Last week one significant negative economic report was a very disappointing jobs report. Financial experts are in disagreement as to its implications. Here is one expert’s opinion that seems to make sense:
Known for his bullish outlook on the U.S. stock market, Fundstrat Global Advisors founder Tom Lee is not overly worried about Friday’s disappointing jobs report. He said, however, that it would be cause for concern if the sluggish pace of economic growth in the first quarter continues in the second quarter.
Government data showed on Friday the United States added just 126,000 jobs in March, well below consensus estimates for 245,000 new positions and the weakest report since December 2013. Lee noted that U.S. gross domestic product growth is currently tracking below the Federal Reserve’s expectation of at least 2 percent.

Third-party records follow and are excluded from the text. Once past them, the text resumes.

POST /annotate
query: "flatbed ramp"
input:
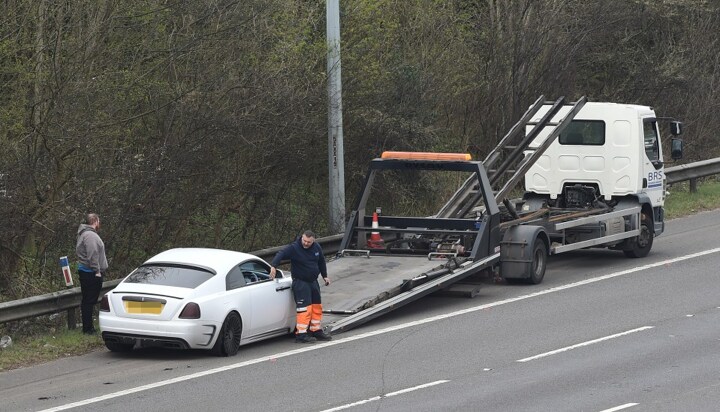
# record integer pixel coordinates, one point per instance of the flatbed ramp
(365, 287)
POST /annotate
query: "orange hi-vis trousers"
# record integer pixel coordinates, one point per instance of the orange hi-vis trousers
(308, 305)
(309, 317)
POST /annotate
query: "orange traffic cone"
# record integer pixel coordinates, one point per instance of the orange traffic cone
(375, 241)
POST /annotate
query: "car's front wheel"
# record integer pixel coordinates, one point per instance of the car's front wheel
(228, 342)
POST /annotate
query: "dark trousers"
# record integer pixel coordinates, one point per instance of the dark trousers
(90, 286)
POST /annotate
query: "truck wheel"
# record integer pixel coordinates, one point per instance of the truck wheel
(539, 263)
(641, 244)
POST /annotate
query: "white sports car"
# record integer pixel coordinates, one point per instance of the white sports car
(199, 299)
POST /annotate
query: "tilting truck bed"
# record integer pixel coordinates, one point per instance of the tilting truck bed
(364, 288)
(421, 255)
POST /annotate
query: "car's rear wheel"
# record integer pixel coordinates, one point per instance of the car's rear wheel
(228, 342)
(118, 346)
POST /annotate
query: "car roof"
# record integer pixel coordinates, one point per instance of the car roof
(219, 260)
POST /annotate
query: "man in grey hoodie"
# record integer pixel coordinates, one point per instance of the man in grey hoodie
(92, 263)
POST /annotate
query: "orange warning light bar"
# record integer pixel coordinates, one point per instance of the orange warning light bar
(463, 157)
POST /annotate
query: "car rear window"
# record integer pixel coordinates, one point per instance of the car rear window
(168, 275)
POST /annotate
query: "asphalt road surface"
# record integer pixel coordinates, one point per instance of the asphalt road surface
(601, 333)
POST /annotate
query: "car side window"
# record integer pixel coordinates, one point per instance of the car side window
(254, 271)
(234, 279)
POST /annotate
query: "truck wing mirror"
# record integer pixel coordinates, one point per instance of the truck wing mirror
(675, 128)
(676, 149)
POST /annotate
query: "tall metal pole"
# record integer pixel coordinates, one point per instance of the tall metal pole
(336, 163)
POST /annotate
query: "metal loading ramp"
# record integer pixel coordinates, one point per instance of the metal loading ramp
(364, 288)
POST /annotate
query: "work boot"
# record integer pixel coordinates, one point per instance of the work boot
(321, 335)
(304, 338)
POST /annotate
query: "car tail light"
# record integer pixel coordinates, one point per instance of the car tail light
(190, 311)
(105, 304)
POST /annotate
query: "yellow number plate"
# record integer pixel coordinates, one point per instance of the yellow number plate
(146, 308)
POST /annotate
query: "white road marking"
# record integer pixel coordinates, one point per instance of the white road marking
(621, 407)
(387, 395)
(579, 345)
(374, 333)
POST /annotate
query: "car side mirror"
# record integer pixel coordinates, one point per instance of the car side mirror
(675, 128)
(676, 149)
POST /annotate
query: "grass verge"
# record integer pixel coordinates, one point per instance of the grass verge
(682, 202)
(43, 344)
(34, 345)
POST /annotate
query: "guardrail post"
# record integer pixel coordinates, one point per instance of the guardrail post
(72, 320)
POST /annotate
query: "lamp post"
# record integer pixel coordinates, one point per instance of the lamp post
(336, 163)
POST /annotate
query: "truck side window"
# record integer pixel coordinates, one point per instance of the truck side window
(651, 140)
(584, 132)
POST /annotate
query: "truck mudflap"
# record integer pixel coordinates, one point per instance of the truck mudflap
(364, 288)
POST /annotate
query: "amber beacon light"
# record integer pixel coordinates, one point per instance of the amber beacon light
(426, 156)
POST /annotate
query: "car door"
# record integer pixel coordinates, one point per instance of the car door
(271, 298)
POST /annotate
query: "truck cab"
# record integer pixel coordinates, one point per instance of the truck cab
(610, 153)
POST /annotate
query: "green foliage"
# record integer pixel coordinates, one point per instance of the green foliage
(681, 201)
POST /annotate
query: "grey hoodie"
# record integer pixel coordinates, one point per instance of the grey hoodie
(90, 249)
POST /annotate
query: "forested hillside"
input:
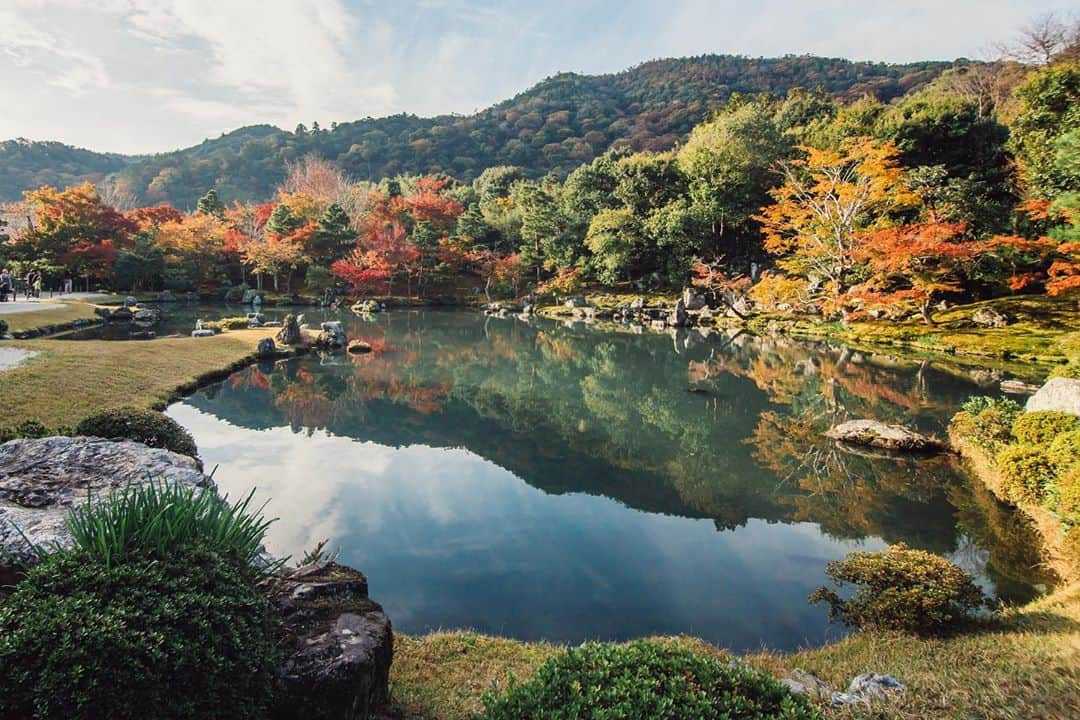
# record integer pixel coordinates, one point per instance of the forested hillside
(554, 126)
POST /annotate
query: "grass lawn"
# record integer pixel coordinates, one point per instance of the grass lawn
(1026, 666)
(1044, 330)
(71, 311)
(69, 380)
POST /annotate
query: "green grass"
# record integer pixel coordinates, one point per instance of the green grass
(70, 380)
(1024, 667)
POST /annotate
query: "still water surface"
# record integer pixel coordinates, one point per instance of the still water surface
(545, 481)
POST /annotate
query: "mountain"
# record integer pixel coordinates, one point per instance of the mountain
(552, 127)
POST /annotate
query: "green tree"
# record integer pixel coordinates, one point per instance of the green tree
(333, 235)
(211, 204)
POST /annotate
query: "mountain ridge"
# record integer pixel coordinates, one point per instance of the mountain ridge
(552, 126)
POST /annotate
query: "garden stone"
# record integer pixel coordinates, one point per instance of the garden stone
(883, 436)
(332, 336)
(267, 348)
(867, 689)
(989, 317)
(677, 316)
(289, 333)
(40, 480)
(1060, 394)
(341, 644)
(692, 299)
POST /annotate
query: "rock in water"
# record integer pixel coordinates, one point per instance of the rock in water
(880, 435)
(289, 333)
(677, 316)
(1061, 394)
(332, 336)
(341, 641)
(267, 348)
(41, 479)
(990, 317)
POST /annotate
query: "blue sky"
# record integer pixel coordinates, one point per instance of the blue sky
(148, 76)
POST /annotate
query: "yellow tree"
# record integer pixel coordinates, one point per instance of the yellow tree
(194, 243)
(827, 201)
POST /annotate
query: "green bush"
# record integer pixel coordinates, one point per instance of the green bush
(157, 517)
(1068, 494)
(183, 636)
(29, 429)
(647, 681)
(986, 421)
(901, 589)
(1043, 426)
(1026, 472)
(150, 428)
(228, 324)
(1064, 451)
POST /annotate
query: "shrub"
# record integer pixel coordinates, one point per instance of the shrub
(1064, 451)
(1043, 426)
(1026, 471)
(150, 428)
(1068, 494)
(156, 517)
(183, 636)
(27, 429)
(901, 589)
(986, 421)
(645, 680)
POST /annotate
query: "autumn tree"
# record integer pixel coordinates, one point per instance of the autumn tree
(827, 202)
(914, 263)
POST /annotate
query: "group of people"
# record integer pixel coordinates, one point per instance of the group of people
(31, 285)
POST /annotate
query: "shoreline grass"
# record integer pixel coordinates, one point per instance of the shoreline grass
(69, 380)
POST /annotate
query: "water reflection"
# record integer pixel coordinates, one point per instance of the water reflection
(544, 481)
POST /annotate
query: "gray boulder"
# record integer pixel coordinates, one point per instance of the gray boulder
(40, 480)
(677, 316)
(341, 644)
(332, 336)
(990, 317)
(289, 333)
(868, 689)
(1061, 394)
(267, 348)
(883, 436)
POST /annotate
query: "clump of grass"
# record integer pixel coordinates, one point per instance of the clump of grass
(157, 517)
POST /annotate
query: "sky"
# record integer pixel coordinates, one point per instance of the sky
(153, 76)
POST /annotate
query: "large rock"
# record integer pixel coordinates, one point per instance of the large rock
(1061, 394)
(341, 644)
(332, 336)
(289, 333)
(989, 317)
(41, 479)
(880, 435)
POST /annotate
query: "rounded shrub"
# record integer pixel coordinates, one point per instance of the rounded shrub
(1068, 494)
(150, 428)
(901, 589)
(1043, 426)
(1064, 451)
(1026, 472)
(178, 637)
(645, 680)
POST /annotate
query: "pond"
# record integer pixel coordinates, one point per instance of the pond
(550, 481)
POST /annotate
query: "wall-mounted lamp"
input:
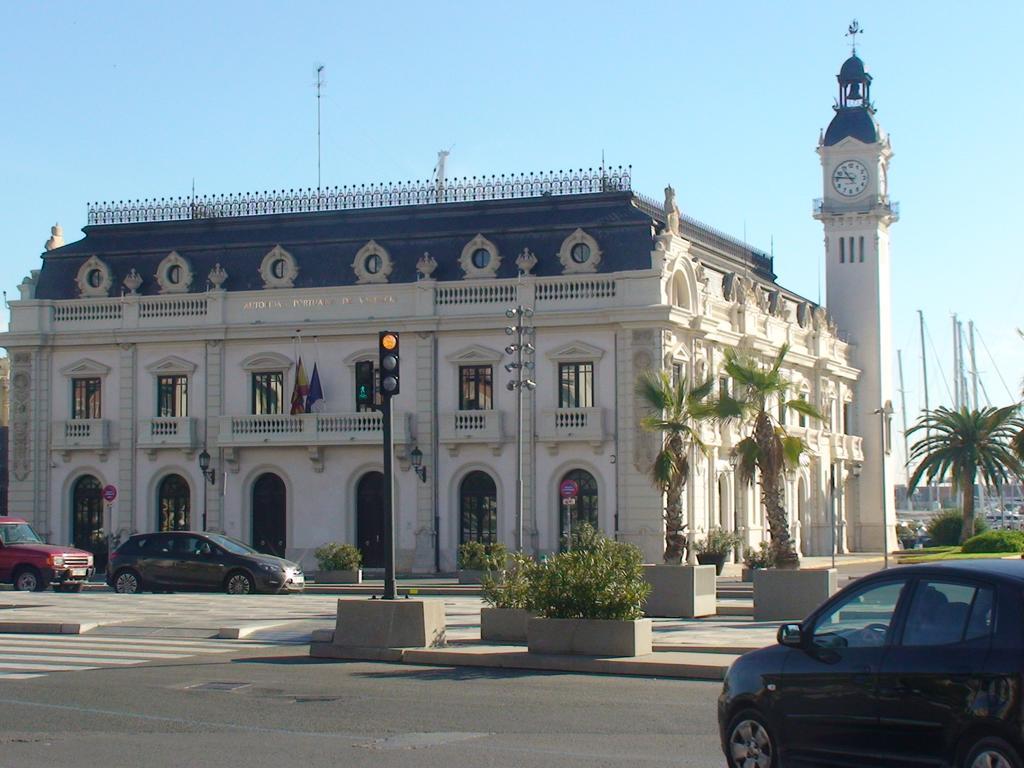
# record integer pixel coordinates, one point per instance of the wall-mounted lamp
(416, 457)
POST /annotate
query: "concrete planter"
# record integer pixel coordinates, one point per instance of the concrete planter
(782, 595)
(339, 577)
(504, 625)
(680, 591)
(590, 637)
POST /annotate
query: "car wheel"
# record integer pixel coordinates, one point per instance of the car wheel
(992, 753)
(751, 742)
(29, 580)
(239, 583)
(127, 583)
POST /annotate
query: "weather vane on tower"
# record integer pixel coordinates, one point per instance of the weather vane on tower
(852, 32)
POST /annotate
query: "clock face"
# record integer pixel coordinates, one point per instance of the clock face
(850, 177)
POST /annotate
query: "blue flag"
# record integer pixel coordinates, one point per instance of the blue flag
(314, 400)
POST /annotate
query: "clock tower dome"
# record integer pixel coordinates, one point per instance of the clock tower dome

“I think if Q2 is tracking at the same level we’d have to worry, but I think that a lot of these are temporary factors,” he told CNBC’s “Squawk Box.” “The dollar (Exchange: .DXY) is reversing, construction was a drag in the first quarter, government was a drag. We don’t expect to see these the rest of the year.”
The question investors need to keep in mind, Lee said, is whether there is pent-up demand in the United States and whether the economy is capable of generating organic growth.
While capital spending was also weak in the first quarter, Lee expects U.S. producers to utilize more of their capacity, which is often a precursor to capital spending.